In 1967 Donald Bowen invited Jim to have an exhibition at the Commonwealth Institute in Kensington. We hired a studio from a friend in Belsize Park Road and he worked like mad. Now, instead of mixing sand with oil he made a more solid base with sand, powder paint, polyfiller and a liquid glue. He then laid the canvas flat and indented the mixture. Once this had hardened, he either painted over it with oils, or sprayed it with a wide variety of gold, silver and copper powders, or a combination of both. The exhibition was very succesful with a set of remarkable Shoreham pictures, which I consider to be among his best work.
He had, shortly after we moved in together in 1967, been diagnosed with cancer which was treated. We considered it a cure but it was, as it turned out, only a remission. In 1970 it recurred, though neither of us, even then, looked on his illness with despair. Jim was always hopeful about a cure and I was so determined that he was going to get better that it seemed impossible that it could be otherwise. We went to the top specialist, Dr Hamilton Fairley who was later tragically killed by an IRA bomb, and he put him on a chemo-therapy course administered once every six weeks. This meant that Jim was ill from its effects for three weeks and for the other three we could go into the studio and work. The images flowed from him. He had arrived at the form he wanted his work to take, ‘pure gold surfaces with simple marks to create a very tranquil and undisturbed object’. The gold paintings of the last two years are a coming together of deeply felt influences in his life.
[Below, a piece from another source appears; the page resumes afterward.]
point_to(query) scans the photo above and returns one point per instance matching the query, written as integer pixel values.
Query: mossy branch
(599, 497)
In 1970, the year he fell ill again, B.P. commissioned him to paint a large mural for their new building in Wellington, New Zealand. Though he was in constant pain he never complained and worked in his ‘good three weeks’ on the mural. I think we both knew it was going to be his last work but we didn’t openly acknowledge it. It seemed impossible. One of the amazing things about Jim was that even then he never lost the life enhacing quality that was one of his special gifts. It flowed from him right up to the end. I remember, on his last day, Richard Bennett coming round for Jim’s weekly drawing for the letter pages of the ‘Sunday Telegraph’ and Jim, barely able to sit up, producing one of his inimitable funny drawings.
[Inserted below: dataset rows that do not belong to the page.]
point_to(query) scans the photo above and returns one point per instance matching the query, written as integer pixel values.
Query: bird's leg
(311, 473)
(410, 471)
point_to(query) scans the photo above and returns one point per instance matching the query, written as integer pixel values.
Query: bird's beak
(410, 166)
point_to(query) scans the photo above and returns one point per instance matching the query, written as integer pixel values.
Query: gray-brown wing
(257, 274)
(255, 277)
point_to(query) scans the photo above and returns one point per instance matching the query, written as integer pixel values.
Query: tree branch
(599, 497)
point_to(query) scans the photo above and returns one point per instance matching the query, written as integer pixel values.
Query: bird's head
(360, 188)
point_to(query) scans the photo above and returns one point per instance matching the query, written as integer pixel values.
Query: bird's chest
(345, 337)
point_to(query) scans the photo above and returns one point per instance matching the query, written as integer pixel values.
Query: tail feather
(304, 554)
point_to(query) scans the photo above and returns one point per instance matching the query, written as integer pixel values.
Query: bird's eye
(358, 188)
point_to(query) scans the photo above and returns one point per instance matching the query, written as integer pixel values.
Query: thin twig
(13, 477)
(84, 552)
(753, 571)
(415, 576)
Because of transport problems the mural is in five tall panels which repeat the mandala and estuary themes. Jim called it ‘The Golden Day’. He wrote:
‘This mural has for its theme the passing of a day. From left to right the five divisions show Dusk, Night, Dawn, Noon, Evening. There is a special beauty in this equivocal kind of ‘edge’ where the land is not wholly land nor water but is constantly changing as the planet turns and the tides move.’
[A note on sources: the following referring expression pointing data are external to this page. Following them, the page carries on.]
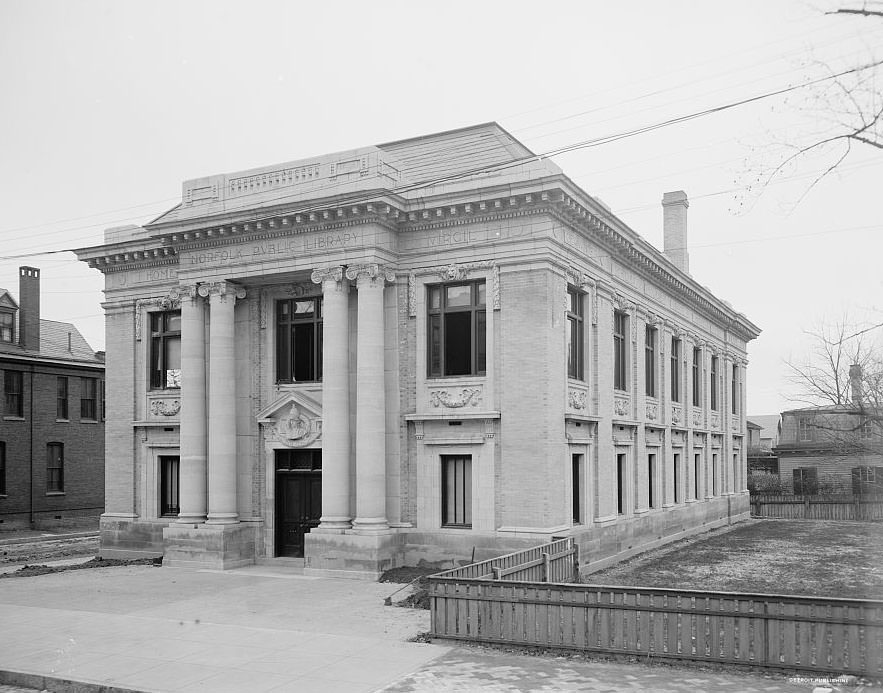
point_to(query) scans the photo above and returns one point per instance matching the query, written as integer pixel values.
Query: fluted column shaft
(370, 401)
(192, 482)
(336, 513)
(221, 407)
‘The Golden Day’ symbolises the passage of time against a curtain of movement, its subject matter the sun and moon, set against flowing tidal waters. It is clearly about his life and is illuminated by its sense of joy, hope and fulfilment.
After the mural was shipped to New Zealand we went for our last visit to Venice. We walked all over the town and visited the islands, particularly Torcello which we both loved. Jim drew constantly. This last set of drawings is extraordinarily evocative and an altogether original approach to drawing Venice.
He died in St Bartholomew’s Hospital on April 15 1971.
Since then his reputation has grown. There are sketch books, drawings and paintings in the Tate, Victoria & Albert Museum, The British Museum and Imperial War Museum.